3. Schnelle Beschaffung: Die Ressourcen können nach Bedarf hoch und herunter gefahren werden – und zwar innerhalb von Stunden.

Heikler Punkt Compliance

4. Größere Gewinnspannen und bessere Kostenkontrolle: Gelingt das, entstehen Freiräume für strategische Weiterentwicklungen wie die Jagd nach neuen Kunden, die Eroberung von Marktanteilen und Service-Optimierung.
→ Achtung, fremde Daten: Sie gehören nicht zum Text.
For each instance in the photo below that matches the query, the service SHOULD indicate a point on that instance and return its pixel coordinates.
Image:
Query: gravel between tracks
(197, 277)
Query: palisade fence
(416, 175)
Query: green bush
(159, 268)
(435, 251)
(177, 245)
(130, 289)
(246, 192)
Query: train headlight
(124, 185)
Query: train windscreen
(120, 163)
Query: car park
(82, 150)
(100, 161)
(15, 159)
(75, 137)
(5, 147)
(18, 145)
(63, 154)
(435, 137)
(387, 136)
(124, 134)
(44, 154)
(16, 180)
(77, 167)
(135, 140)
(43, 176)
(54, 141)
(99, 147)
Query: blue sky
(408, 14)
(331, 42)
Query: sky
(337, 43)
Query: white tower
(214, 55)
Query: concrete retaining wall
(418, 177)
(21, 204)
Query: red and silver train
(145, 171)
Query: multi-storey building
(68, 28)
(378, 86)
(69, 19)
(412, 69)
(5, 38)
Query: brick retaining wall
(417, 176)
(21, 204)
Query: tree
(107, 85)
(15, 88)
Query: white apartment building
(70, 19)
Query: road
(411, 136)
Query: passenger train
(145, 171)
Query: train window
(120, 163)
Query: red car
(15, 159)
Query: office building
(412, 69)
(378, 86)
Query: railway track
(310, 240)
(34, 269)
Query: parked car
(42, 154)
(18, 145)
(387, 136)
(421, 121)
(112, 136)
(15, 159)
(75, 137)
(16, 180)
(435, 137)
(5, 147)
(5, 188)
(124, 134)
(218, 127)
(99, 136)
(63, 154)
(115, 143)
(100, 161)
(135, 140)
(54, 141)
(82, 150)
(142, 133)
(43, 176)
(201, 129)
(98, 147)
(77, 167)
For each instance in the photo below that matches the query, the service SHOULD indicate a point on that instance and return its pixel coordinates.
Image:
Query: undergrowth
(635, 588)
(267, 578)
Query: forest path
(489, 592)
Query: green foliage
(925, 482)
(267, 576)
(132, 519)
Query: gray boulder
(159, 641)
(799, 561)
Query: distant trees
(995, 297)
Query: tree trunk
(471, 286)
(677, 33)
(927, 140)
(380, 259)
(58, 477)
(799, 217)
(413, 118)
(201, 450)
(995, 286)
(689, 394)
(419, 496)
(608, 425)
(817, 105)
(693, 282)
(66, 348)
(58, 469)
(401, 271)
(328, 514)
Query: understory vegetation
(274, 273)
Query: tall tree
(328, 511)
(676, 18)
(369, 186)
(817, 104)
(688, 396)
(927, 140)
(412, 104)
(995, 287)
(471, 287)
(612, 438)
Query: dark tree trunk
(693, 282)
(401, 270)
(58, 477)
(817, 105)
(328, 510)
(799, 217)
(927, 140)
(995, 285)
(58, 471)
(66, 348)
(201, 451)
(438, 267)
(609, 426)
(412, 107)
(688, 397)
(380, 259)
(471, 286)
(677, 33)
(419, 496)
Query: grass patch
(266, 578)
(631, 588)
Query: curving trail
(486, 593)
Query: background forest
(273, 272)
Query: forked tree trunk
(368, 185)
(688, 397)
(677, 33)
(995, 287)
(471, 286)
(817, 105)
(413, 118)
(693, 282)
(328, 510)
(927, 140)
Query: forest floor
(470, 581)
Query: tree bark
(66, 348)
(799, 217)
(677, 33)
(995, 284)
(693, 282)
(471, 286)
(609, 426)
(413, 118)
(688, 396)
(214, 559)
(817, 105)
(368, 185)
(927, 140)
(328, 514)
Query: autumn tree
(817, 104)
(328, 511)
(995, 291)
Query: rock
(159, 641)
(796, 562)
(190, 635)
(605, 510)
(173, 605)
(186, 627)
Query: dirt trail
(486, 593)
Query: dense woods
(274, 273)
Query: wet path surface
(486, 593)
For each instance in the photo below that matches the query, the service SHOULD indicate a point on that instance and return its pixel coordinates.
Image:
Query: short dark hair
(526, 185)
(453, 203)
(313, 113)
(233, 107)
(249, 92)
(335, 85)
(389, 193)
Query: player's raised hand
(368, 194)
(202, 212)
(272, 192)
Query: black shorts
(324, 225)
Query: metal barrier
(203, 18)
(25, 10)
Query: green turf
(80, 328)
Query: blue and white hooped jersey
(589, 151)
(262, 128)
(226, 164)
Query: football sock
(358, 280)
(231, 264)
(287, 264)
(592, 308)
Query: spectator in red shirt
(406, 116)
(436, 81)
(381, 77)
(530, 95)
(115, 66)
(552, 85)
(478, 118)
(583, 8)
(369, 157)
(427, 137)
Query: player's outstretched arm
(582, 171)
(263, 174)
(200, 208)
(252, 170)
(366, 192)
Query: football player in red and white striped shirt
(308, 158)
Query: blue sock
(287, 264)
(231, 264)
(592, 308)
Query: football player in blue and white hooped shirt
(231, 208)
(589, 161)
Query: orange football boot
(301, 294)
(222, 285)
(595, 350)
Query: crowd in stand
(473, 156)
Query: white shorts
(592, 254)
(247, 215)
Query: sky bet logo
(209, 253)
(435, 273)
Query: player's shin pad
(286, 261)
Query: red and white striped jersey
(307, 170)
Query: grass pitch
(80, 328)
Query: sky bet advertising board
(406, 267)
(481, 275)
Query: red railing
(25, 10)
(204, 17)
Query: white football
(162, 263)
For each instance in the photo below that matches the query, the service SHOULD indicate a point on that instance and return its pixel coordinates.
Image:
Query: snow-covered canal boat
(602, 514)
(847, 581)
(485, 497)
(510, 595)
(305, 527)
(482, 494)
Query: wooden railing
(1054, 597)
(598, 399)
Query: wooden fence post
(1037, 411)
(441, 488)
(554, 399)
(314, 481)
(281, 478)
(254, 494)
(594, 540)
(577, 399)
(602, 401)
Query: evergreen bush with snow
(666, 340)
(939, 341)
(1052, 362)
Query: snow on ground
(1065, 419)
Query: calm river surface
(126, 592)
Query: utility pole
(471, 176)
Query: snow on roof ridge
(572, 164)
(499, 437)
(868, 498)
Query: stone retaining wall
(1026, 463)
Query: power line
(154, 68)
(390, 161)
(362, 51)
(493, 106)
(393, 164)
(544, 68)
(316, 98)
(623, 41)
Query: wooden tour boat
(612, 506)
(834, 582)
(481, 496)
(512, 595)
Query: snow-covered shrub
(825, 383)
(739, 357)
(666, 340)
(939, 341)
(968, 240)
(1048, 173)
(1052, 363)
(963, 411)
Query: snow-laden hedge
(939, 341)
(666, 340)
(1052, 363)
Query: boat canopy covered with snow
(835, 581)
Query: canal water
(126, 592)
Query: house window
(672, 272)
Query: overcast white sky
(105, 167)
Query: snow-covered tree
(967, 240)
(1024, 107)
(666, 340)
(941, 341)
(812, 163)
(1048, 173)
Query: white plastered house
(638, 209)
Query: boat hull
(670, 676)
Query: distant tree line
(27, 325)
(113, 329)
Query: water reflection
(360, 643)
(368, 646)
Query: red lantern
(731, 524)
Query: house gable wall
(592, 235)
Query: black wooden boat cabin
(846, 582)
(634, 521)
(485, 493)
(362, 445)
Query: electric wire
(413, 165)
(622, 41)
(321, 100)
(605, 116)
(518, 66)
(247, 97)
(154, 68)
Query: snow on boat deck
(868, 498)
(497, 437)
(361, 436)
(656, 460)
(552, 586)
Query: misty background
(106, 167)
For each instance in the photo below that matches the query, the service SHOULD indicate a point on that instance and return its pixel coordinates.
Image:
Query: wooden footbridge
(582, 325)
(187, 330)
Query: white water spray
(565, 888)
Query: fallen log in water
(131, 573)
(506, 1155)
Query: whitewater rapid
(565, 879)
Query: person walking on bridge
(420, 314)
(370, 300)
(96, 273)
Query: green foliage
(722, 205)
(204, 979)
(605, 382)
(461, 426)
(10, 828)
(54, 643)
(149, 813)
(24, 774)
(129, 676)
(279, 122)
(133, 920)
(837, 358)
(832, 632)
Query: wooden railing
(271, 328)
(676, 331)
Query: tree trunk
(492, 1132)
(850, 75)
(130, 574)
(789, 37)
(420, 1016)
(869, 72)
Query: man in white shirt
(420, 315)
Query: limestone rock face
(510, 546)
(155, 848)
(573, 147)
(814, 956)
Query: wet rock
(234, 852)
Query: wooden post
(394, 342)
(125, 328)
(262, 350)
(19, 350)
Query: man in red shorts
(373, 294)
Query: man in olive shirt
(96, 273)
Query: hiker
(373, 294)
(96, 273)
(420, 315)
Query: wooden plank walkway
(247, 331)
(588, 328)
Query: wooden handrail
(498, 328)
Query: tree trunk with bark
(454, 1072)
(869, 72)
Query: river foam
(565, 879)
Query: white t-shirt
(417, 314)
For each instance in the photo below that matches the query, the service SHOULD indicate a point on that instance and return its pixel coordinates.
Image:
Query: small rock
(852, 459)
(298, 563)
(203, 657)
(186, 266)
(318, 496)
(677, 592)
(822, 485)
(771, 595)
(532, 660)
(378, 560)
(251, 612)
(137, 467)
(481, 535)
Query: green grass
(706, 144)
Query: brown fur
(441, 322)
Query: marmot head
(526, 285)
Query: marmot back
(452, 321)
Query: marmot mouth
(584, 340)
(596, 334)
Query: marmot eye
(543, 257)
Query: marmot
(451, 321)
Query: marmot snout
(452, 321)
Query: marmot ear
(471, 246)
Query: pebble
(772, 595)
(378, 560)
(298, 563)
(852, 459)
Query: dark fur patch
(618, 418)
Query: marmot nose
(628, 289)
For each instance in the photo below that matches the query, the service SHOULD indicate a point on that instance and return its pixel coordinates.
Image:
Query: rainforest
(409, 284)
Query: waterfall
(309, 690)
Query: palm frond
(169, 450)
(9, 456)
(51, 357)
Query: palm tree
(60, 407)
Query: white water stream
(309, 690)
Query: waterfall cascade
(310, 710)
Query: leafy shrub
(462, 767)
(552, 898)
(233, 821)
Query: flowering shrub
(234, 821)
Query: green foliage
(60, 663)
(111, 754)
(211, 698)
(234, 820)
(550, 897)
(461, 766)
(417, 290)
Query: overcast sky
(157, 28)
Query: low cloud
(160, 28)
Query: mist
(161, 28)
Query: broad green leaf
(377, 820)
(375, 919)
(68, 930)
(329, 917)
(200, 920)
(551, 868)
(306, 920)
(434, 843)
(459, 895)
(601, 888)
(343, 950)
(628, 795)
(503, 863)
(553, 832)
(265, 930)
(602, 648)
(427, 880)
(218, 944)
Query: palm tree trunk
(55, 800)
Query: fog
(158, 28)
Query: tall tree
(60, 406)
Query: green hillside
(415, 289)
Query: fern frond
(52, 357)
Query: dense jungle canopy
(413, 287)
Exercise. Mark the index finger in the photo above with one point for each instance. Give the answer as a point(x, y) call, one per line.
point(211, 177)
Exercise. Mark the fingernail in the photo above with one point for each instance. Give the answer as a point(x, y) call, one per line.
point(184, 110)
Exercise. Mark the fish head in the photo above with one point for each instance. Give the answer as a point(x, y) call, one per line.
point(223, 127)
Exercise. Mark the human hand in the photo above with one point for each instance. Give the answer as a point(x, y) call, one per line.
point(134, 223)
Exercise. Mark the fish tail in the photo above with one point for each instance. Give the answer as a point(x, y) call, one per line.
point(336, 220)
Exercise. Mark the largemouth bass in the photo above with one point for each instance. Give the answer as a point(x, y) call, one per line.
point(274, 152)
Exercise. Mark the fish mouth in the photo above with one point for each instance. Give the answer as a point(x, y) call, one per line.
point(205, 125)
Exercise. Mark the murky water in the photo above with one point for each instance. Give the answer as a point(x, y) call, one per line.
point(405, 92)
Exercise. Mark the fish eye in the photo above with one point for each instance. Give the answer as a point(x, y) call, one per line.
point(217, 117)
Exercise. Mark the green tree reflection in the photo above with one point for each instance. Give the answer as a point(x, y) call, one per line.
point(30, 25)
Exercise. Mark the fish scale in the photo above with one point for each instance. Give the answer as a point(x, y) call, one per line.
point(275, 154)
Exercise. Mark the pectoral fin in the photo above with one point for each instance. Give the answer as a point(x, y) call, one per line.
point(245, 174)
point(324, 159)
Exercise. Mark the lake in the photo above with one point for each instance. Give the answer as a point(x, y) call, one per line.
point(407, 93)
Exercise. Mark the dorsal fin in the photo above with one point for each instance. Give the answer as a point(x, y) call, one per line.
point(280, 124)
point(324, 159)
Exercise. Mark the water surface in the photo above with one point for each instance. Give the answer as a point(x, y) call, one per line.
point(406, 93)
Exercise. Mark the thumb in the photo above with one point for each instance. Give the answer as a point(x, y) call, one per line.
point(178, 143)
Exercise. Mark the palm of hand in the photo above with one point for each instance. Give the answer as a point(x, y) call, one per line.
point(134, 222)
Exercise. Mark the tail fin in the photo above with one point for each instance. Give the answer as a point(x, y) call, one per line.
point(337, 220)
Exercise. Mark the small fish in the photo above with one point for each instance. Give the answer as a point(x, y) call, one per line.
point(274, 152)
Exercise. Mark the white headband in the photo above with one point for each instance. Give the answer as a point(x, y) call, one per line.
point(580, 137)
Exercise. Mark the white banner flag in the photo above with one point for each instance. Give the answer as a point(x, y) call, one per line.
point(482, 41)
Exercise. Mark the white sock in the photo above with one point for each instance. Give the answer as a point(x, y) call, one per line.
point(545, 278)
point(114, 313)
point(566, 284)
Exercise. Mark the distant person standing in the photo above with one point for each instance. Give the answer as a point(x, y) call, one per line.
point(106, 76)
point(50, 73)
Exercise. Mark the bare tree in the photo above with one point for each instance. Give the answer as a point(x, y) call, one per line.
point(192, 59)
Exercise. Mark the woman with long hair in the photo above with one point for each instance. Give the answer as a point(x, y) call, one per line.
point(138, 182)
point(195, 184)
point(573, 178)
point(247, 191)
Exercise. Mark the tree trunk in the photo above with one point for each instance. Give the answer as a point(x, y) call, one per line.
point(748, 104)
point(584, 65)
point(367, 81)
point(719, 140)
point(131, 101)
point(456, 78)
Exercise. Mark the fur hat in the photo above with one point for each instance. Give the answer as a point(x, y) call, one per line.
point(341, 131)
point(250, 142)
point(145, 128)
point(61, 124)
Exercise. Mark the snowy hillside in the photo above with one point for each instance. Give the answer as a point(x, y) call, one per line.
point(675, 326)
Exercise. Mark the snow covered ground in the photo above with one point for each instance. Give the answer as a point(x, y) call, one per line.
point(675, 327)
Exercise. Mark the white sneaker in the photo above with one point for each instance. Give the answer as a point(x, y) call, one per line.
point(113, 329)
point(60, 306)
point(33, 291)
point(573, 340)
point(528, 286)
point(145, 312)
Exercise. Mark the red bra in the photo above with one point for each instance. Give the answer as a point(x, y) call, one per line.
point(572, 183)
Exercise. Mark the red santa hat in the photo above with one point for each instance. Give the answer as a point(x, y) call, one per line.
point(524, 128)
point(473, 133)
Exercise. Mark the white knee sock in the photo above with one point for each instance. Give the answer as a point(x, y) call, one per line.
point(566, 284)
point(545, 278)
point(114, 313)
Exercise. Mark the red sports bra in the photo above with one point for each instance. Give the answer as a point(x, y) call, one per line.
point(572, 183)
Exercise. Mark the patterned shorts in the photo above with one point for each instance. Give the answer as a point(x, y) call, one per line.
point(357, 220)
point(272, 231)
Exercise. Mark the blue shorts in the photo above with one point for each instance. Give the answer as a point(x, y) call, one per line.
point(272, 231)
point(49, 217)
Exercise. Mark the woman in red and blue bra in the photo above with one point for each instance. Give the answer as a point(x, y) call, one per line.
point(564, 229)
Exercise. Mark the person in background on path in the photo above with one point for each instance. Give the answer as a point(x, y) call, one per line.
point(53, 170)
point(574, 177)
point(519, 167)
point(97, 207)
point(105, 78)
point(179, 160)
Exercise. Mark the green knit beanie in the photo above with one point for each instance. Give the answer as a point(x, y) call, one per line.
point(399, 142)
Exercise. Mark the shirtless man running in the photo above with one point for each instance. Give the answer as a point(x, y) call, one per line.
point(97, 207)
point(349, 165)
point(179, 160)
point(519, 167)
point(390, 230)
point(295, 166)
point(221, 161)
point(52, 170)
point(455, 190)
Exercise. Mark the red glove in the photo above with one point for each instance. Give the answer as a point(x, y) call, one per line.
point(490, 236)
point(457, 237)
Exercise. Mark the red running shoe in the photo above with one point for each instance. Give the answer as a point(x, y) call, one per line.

5. Dynamische Nutzung: Elastische Beschaffung und Service-Management-Ziele sorgen dafür, dass neue Lösungen bei verändertem Bedarf der User schnell entwickelt werden.

6. Risk und Compliance: Skilton hält hier ein Verbesserung durch Shared Service für Möglichkeit. Grundsätzlich darf dieser Punkt als eine verwundbare Stelle in der Cloud Computing-Euphorie gelten, der gerade CFOs vorsichtig stimmen dürfte. Die Angst vor dem Verlust sensibler Daten in der Cloud ist ebenso vorhanden wie viele rechtliche Fragen ungeklärt. Experten raten deshalb, im Zweifel auf juristischen Rat zu vertrauen.

7. Gesteigerte Ausnutzung der IT-Kapazitäten: IT-Services werden so gut wie möglich auf Business-Anforderungen abgestimmt.

8. Zugang zu verbesserten Funktionalitäten: Neue Lösungen sind bei Bedarf in der Wolke stets verfügbar.

Gefahr einer "Schatten-IT"

Für den Capgemini-Analysten Skilton könnten die genannten Indikatoren Basis einer „Scorecard“ sein, mit deren Hilfe Unternehmen den Nutzen von Cloud Computing für sich bewerten können. Ein Hilfsrahmen also, bis elaboriertere Verfahren verfügbar sind.

Im Moment haben die Schatten der Wolke zum Teil noch unscharfe Konturen. So bestehen weithin Sicherheitsbedenken, während etwa Andrew Milroy, ICT Director bei Frost & Sullivan in Australien und Neuseeland, das Gegenteil erkennt. Seine These: Cloud Computing könne die Security-Kosten senken, weil Daten in der Wolke sicherer aufgehoben seien als etwas auf tragbaren Geräten wie Laptops und Smartphones.

Die viel beschworene neue Flexibilität zeigt sich bereits dadurch, dass einzelne Abteilungen schon jetzt speziellen Service-Bedarf an der IT-Abteilung vorbei decken. Das ärgert CIOs, die sich um die Konsistenz ihrer IT-Infrastruktur sorgen, und so mancher CFO teilt die Bedenken über eine wildwuchernde „Schatten-IT“.

Die Analysten von Deloitte warnen speziell CFOs vor zwei Gefahren neben dem Sicherheitsrisiko: Weil verschiedene Cloud-Anbieter zum Teil nicht kompatible Betriebssysteme und Prozesse nutzen, kann die Migration von der einen zur anderen Wolke schwierig und teuer werden. Das sollte immer mitbedacht werden, denn die Notwendigkeit eines Anbieterwechsels kann sich jederzeit ergeben. Außerdem kann die Zuverlässigkeit der Angebote in der Cloud zum Problem werden. Deshalb sollten sich Kunden vor Vertragsabschlüssen genau über vorgesehene Abläufe im Fall eines Absturzes erkundigen.